The 2-year-old boy who became an internet sensation in 2010 after he was filmed chain smoking in a village has quit smoking for good and is now being called a “champion” at school.
Ardi Rizal went viral in 2010 for smoking 40 cigarettes a day while riding his tricycle around a poor village in Sumatra, Indonesia. With the aid of the Indonesian government, Ardi was able to kick his smoking addiction in just two years through a special rehabilitation program. The government got involved after several other children picked up the habit in smaller villages.
“At first when we were weaning Ardi off the cigarettes he would have terrible tantrums,” Ardi’s mother, Diane Rizal, said at the time. “But now he doesn’t want them.”

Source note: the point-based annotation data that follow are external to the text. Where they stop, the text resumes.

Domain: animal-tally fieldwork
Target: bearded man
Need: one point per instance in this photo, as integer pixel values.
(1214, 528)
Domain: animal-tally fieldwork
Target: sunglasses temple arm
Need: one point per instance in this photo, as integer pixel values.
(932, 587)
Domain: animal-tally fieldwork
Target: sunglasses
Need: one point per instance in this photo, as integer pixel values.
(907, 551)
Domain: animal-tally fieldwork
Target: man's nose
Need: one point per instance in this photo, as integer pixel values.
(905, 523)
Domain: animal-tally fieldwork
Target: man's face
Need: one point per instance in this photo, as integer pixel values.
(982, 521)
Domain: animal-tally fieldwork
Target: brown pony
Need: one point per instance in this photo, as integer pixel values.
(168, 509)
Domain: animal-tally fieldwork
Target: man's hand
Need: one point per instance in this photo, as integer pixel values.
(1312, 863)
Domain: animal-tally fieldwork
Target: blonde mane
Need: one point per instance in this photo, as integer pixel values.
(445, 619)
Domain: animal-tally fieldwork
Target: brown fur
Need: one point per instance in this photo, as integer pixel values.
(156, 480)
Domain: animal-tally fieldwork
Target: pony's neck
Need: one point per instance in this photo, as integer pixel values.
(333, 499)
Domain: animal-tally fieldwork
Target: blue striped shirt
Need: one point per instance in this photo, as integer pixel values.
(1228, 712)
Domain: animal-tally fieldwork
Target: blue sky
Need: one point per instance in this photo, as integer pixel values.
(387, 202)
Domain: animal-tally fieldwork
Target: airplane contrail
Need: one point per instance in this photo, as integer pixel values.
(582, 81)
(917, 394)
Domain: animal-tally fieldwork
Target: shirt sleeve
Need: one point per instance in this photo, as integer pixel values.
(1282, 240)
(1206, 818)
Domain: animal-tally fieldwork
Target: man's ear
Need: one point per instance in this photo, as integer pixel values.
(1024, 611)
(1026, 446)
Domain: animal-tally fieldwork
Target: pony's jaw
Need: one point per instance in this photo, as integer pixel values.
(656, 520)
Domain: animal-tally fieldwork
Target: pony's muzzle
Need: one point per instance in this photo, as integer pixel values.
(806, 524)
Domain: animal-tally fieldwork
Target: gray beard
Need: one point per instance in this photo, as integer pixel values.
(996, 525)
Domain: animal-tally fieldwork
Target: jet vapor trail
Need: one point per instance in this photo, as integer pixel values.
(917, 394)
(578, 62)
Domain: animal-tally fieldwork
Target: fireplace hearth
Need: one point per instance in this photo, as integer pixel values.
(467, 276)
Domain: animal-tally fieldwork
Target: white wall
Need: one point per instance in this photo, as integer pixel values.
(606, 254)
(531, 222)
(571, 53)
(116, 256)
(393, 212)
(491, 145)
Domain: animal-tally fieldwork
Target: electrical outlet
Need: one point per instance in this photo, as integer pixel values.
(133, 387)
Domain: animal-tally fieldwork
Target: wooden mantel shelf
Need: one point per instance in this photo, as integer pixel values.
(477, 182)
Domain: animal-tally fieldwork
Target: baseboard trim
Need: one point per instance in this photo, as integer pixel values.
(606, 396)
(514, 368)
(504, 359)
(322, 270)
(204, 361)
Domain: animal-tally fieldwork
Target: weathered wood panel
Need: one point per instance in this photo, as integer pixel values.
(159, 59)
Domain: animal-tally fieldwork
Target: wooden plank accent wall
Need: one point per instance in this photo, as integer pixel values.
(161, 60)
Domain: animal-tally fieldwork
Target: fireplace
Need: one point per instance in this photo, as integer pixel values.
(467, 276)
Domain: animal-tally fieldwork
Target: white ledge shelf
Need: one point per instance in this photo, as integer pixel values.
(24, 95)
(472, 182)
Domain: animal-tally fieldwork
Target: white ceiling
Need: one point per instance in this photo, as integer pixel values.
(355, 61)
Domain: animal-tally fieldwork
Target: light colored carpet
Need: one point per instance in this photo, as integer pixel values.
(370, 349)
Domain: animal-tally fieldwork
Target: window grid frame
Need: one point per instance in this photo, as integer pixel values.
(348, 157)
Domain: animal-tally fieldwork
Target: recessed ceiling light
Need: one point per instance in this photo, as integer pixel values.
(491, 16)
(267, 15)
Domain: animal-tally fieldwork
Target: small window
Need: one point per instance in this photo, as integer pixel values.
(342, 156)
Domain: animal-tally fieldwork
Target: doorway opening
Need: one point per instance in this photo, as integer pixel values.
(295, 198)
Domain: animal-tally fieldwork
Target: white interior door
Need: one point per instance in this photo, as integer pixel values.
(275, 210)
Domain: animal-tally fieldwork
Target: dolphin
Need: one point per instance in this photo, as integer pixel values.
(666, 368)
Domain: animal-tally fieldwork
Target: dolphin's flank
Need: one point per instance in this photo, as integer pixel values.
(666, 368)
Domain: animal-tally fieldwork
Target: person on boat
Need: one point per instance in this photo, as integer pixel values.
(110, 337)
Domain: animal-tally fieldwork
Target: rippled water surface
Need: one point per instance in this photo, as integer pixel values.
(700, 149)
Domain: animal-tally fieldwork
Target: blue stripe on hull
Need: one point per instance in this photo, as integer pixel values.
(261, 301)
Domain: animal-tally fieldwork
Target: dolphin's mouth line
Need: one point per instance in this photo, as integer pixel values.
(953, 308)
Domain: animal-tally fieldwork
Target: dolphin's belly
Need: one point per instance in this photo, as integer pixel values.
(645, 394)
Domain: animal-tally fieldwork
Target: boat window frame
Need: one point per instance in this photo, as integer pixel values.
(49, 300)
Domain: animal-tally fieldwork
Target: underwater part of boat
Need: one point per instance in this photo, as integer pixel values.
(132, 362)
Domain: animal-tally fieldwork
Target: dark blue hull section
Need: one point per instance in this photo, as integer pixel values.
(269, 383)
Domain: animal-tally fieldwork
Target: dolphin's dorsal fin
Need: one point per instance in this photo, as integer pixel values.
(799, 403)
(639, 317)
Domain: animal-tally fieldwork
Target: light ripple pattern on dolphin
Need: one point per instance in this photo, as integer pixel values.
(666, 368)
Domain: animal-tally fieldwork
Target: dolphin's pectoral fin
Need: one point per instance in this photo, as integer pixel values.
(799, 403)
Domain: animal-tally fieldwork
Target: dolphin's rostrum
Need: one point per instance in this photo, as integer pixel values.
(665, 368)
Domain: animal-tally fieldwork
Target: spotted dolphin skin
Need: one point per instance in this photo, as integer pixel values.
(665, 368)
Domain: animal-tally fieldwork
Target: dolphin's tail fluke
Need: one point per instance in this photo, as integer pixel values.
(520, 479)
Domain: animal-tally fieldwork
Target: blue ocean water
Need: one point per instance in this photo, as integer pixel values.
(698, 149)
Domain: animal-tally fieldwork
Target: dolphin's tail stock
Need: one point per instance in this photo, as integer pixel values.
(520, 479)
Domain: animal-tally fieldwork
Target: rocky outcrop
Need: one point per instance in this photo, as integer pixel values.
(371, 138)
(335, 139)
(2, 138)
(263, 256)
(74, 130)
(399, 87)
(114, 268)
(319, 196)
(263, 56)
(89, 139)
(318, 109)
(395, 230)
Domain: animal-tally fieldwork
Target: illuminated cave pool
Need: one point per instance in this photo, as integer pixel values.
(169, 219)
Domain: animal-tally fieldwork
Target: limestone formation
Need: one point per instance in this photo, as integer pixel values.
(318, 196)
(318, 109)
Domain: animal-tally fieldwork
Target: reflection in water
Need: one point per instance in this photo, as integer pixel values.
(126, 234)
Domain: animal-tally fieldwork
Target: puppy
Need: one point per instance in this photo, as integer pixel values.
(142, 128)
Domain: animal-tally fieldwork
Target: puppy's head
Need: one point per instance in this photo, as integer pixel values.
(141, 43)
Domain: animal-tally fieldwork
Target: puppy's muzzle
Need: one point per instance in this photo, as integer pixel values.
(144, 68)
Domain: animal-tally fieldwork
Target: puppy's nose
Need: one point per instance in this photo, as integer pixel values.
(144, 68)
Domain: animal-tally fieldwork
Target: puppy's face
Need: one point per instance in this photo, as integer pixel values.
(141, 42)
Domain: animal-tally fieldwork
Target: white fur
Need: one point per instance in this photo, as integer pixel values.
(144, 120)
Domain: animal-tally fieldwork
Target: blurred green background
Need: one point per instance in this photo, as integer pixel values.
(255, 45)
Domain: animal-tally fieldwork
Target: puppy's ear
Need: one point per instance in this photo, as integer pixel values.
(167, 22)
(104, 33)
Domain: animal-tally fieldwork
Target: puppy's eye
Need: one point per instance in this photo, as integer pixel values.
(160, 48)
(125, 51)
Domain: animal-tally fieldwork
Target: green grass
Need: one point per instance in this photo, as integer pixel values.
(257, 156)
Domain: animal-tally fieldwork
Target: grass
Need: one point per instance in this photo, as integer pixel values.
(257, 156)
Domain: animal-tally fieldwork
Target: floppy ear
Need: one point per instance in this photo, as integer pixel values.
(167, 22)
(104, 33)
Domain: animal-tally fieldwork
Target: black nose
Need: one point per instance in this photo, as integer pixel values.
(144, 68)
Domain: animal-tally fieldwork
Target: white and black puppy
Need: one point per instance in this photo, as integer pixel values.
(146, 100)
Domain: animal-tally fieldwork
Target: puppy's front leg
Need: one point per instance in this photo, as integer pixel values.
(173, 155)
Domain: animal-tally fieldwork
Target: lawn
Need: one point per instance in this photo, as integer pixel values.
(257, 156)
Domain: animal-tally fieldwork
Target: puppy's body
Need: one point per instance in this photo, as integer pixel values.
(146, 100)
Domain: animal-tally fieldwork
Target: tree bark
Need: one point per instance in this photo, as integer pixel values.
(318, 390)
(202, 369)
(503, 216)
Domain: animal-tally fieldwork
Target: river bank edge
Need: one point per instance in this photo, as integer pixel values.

But the child’s smoking addiction was quickly replaced with an addiction to food. Without his 40 cigarettes a day, Ardi reportedly began eating a lot of junk food and drinking about three cans of condensed milk every day.
Diane said Ardi’s cravings would become so intense that he would bang his head on the wall for extra meals. She found it far more difficult to get her son to stop eating extra food.
Ardi reached 53 pounds at just 5 years old. The Rizal family decided to take action. They took Ardi to a nutritionist for medical check ups, and put the boy on a strict diet. Pediatric specialist Dr. William Nawawi said smoking may have played a factor in Ardi’s weight issues.
“The blood will not be able to break glucose from food,” Dr. Nawawi explained. “This will make Ardi become bigger and bigger.”
But after four years of no smoking and a strict diet consisting of fruits and vegetables, Ardi managed to lose weight dramatically. Now, at 9 years old, Ardi is as healthy as he’s ever been and is even excelling academically at school.
After battling smoking addiction and weight loss, Ardi is now shifting his focus on finishing the fourth grade. President of the Campaign for Tobacco-Free Kids, Matt Myers, said there is a “perfect storm” in Indonesia.
“It is a government that is failing to protect to its children and an industry that is marketing its products like it was 60 years ago,” Myers told The Sun. “Indonesia has more young people smoking under the age of 10 than any other country that has been identified.
“If you drive around Indonesia you are saturated with tobacco images. Smoking is not just an easy habit to pick up there, it’s the cultural norm, fostered by the kind of advertising we haven’t seen in the West in 50 years.
“It is a failure of government and it is a failure of industry.”